The U. S. Geological Service issued a report in April 2008 that only scientists and oil men knew was coming, but man was it big. It was a revised report (hadn't been updated since 1995) on how much oil was in this area of the western 2/3 of North Dakota, western South Dakota, and extreme eastern Montana ..... check THIS out:

The Bakken is the largest domestic oil discovery since Alaska 's Prudhoe Bay , and has the potential to eliminate all American dependence on foreign oil. The Energy Information Administration (EIA) estimates it at 503 billion barrels. Even if just 10% of the oil is recoverable... at $107 a barrel, we're looking at a resource base worth more than $5...3 trillion.

"When I first briefed legislators on this, you could practically see their jaws hit the floor. They had no idea.." says Terry Johnson, the Montana Legislature's financial analyst.

"This sizable find is now the highest-producing onshore oil field found in the past 56 years," reportsThe Pittsburgh Post Gazette. It's a formation known as the Williston Basin , but is more commonly referred to as the 'Bakken.' It stretches from Northern Montana , through North Dakota and into Canada . For years, U. S. oil exploration has been considered a dead end. Even the 'Big Oil' companies gave up searching for major oil wells decades ago. However, a recent technological breakthrough has opened up the Bakken's massive reserves..... and we now have access of up to 500 billion barrels. And because this is light, sweet oil, those billions of barrels will cost Americans just $16 PER BARREL!

That's enough crude to fully fuel the American economy for 2041 years straight. And if THAT didn't throw you on the floor, then this next one should - because it's from 2006!

U.. S. Oil Discovery- Largest Reserve in the World

Stansberry Report Online - 4/20/2006

Hidden 1,000 feet beneath the surface of the Rocky Mountains lies the largest untapped oil reserve in the world. It is more than 2 TRILLION barrels. On August 8, 2005 President Bush mandated its extraction. In three and a half years of high oil prices none has been extracted. With this motherload of oil why are we still fighting over off-shore drilling?

They reported this stunning news: We have more oil inside our borders, than all the other proven reserves on earth.. Here are the official estimates:

- 8-times as much oil as Saudi Arabia

- 18-times as much oil as Iraq

- 21-times as much oil as Kuwait

- 22-times as much oil as Iran

- 500-times as much oil as Yemen

- and it's all right here in the Western United States .

HOW can this BE? HOW can we NOT BE extracting this? Because the environmentalists and others have blocked all efforts to help America become independent of foreign oil! Again, we are letting a small group of people dictate our lives and our economy.....WHY?

James Bartis, lead researcher with the study says we've got more oil in this very compact area than the entire Middle East -more than 2 TRILLION barrels untapped. That's more than all the proven oil reserves of crude oil in the world today, reports The Denver Post.

Don't think 'OPEC' will drop its price - even with this find? Think again! It's all about the competitive marketplace, - it has to. Think OPEC just might be funding the environmentalists?

By the way...this is all true. Check it out at the link below!!!

GOOGLE it, or follow this link. It will blow your mind.

http://www.usgs.gov/newsroom/article.asp?ID=1911


----------



## stormy (Feb 24, 2011)

Just keep in mind there are billions of diamonds in the world, the supply is controlled by a few large cartels to keep the price up....couldn't be happening with oil now could it??


----------



## Miniv (Feb 24, 2011)

stormy said:


> Just keep in mind there are billions of diamonds in the world, the supply is controlled by a few large cartels to keep the price up....couldn't be happening with oil now could it??


Exactly, Stormy. Exactly.


----------



## tagalong (Feb 24, 2011)

That viral email is a combination of true and false information....

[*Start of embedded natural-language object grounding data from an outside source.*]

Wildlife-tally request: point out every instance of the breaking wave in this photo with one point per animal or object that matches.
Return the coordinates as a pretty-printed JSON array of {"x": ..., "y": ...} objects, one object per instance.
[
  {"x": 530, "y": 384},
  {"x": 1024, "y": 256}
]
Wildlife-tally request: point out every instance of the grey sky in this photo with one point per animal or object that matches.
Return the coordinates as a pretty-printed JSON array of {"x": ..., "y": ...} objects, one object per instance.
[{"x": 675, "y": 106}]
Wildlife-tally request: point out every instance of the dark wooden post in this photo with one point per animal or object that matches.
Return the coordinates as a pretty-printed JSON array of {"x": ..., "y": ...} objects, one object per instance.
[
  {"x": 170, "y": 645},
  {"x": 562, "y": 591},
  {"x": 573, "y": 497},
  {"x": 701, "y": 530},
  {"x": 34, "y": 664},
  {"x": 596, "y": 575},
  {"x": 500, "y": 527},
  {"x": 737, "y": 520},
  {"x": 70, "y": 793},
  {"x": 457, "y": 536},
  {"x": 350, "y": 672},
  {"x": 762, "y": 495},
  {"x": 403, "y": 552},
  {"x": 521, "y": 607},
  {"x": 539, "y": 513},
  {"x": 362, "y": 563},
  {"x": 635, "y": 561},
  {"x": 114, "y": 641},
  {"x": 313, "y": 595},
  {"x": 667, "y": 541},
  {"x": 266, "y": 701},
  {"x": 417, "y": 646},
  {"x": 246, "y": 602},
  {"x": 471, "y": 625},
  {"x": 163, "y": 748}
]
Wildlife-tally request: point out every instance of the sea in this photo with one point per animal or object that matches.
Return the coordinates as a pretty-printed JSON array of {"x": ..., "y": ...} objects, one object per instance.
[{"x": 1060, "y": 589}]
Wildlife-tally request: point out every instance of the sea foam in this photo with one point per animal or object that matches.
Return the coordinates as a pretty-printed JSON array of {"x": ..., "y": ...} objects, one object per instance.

http://www.snopes.com/politics/gasoline/bakken.asp


----------



## supaspot (Feb 25, 2011)

whats the answer then ...who is the biggest exporter to the U.S . ?


----------



## Sue_C. (Feb 25, 2011)

List of oil exporters to USA

Still Canada, as far as I can find.


----------



## Katiean (Feb 26, 2011)

stormy said:


> Just keep in mind there are billions of diamonds in the world, the supply is controlled by a few large cartels to keep the price up....couldn't be happening with oil now could it??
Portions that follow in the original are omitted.